L to R: William Beltran, Artur Cideciyan, Gustavo Aguirre and Samuel Jacobson. Photo by John Donges/Penn Vet

When scientists embark on developing a treatment for an inherited retinal disease, one of their first tasks is to identify or create a model of the condition. Disease models can be cells in a Petri dish, a genetically engineered mouse or rat, or larger animal such as a pig. Each type of model has its pros and cons, including cost and similarity of disease characteristics to those in humans.

The investigators then use the model to study how vision is lost — that is, they figure out which types of retinal cells degenerate, what is causing the degeneration, and how quickly the cells stop working. After they gain an understanding of the disease, researchers evaluate potential therapeutic approaches using the model as a testing platform.

The goal: Move a therapy into a human study.

University of Pennsylvania researchers funded by the Foundation recently identified a canine model of Leber congenital amaurosis (LCA) caused by mutations in the gene NPHP5. In humans, the condition causes early and severe vision loss from LCA, and in some cases, kidney dysfunction. The investigators found that in canines, the retinal degeneration is remarkably similar to that in humans with NPHP5 mutations, though dogs don't have the renal dysfunction. The investigative team included: Gus Aguirre, V.M.D., Ph.D., and William Beltran, V.M.D., Ph.D., at the School of Veterinary Medicine (Penn Vet), as well as Samuel Jacobson, M.D., Ph.D., and Artur Cideciyan, Ph.D., at Scheie Eye Institute.

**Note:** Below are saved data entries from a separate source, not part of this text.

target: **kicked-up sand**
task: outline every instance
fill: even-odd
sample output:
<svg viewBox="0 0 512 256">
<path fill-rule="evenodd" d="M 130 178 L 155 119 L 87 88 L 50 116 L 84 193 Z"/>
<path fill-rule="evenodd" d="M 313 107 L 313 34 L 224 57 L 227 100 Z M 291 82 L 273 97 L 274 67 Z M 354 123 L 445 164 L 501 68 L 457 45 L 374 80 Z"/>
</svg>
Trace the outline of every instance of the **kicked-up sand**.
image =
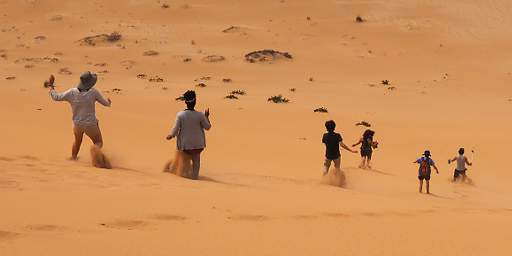
<svg viewBox="0 0 512 256">
<path fill-rule="evenodd" d="M 0 0 L 0 255 L 508 256 L 511 12 L 506 0 Z M 67 160 L 70 108 L 43 87 L 86 70 L 113 101 L 97 108 L 110 170 L 92 167 L 88 139 Z M 188 89 L 212 113 L 199 181 L 162 172 Z M 328 119 L 347 145 L 362 121 L 380 142 L 373 170 L 342 152 L 341 187 L 322 178 Z M 459 147 L 471 183 L 451 182 Z M 441 172 L 431 195 L 412 164 L 425 149 Z"/>
</svg>

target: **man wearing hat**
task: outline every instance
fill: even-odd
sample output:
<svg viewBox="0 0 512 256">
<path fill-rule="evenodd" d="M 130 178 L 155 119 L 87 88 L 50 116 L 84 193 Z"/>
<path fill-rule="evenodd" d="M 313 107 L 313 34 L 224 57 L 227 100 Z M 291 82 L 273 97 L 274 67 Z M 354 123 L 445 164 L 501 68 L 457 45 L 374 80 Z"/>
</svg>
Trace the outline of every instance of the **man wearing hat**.
<svg viewBox="0 0 512 256">
<path fill-rule="evenodd" d="M 96 118 L 95 103 L 97 101 L 103 106 L 110 107 L 112 101 L 110 99 L 105 100 L 100 92 L 93 88 L 97 80 L 96 74 L 87 71 L 80 75 L 80 83 L 76 88 L 71 88 L 62 93 L 55 91 L 55 77 L 53 75 L 45 82 L 45 87 L 50 88 L 50 96 L 54 101 L 67 101 L 71 105 L 75 134 L 75 142 L 71 152 L 71 159 L 73 160 L 78 159 L 84 133 L 92 140 L 94 145 L 99 148 L 103 146 L 103 138 Z"/>
<path fill-rule="evenodd" d="M 201 165 L 201 152 L 206 147 L 204 130 L 210 130 L 210 111 L 207 109 L 204 114 L 195 110 L 196 93 L 187 91 L 183 94 L 187 109 L 176 116 L 176 123 L 172 128 L 167 140 L 176 137 L 176 146 L 179 151 L 184 152 L 187 158 L 192 159 L 192 179 L 199 178 Z M 176 160 L 176 159 L 175 159 Z"/>
<path fill-rule="evenodd" d="M 439 170 L 436 167 L 436 164 L 434 163 L 434 160 L 430 158 L 432 155 L 430 154 L 429 150 L 425 150 L 425 153 L 423 153 L 423 156 L 418 158 L 414 163 L 417 163 L 420 165 L 420 168 L 418 170 L 418 179 L 420 181 L 420 193 L 423 192 L 423 180 L 427 183 L 427 194 L 430 194 L 430 173 L 431 173 L 431 166 L 434 167 L 436 170 L 436 173 L 439 174 Z"/>
</svg>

Using the model, Dr. Aguirre and his colleagues are now testing potential gene therapy approaches to eventually slow or halt vision loss, or possibly improve vision, in humans. They've already had some success in canines.

"In both humans and dogs with NPHP5 mutations, there is early loss of rods. Cones survive, but have severely impaired function," says Dr. Aguirre. "In our initial NPHP5 gene therapy studies in canines, we were able to preserve vision and retinal structure at an early stage of disease."

(Cones are the photoreceptors that provide central vision, and the ability to perceive details and colors. Rods provide peripheral vision, and the ability to see in dim and dark settings.)

Over the last two decades, Penn Vet has made major contributions to the advancement of therapies for inherited retinal diseases having established more than two dozen canine models, including those for: X-linked retinitis pigmentosa, Best disease, cone-rod dystrophy, and achromatopsia. It was Dr. Aguirre and his colleagues who identified a dog breed with RPE65 mutations — including the world-famous canine Lancelot — which helped launch RPE65 gene-therapy clinical trials. Thanks to the success of one of those studies, Spark Therapeutics is now seeking regulatory approval for its RPE65 gene therapy.

Dr. Aguirre notes that LCA caused by NPHP5 mutations is a ciliopathy, a form of disease that is seen in some other inherited retinal degenerations. Specifically, what Penn Vet is learning from the NPHP5-mutant canines may have implications for understanding and treating LCA caused by CEP290 mutations, which is similar in its manifestation to LCA caused by NPHP5 defects.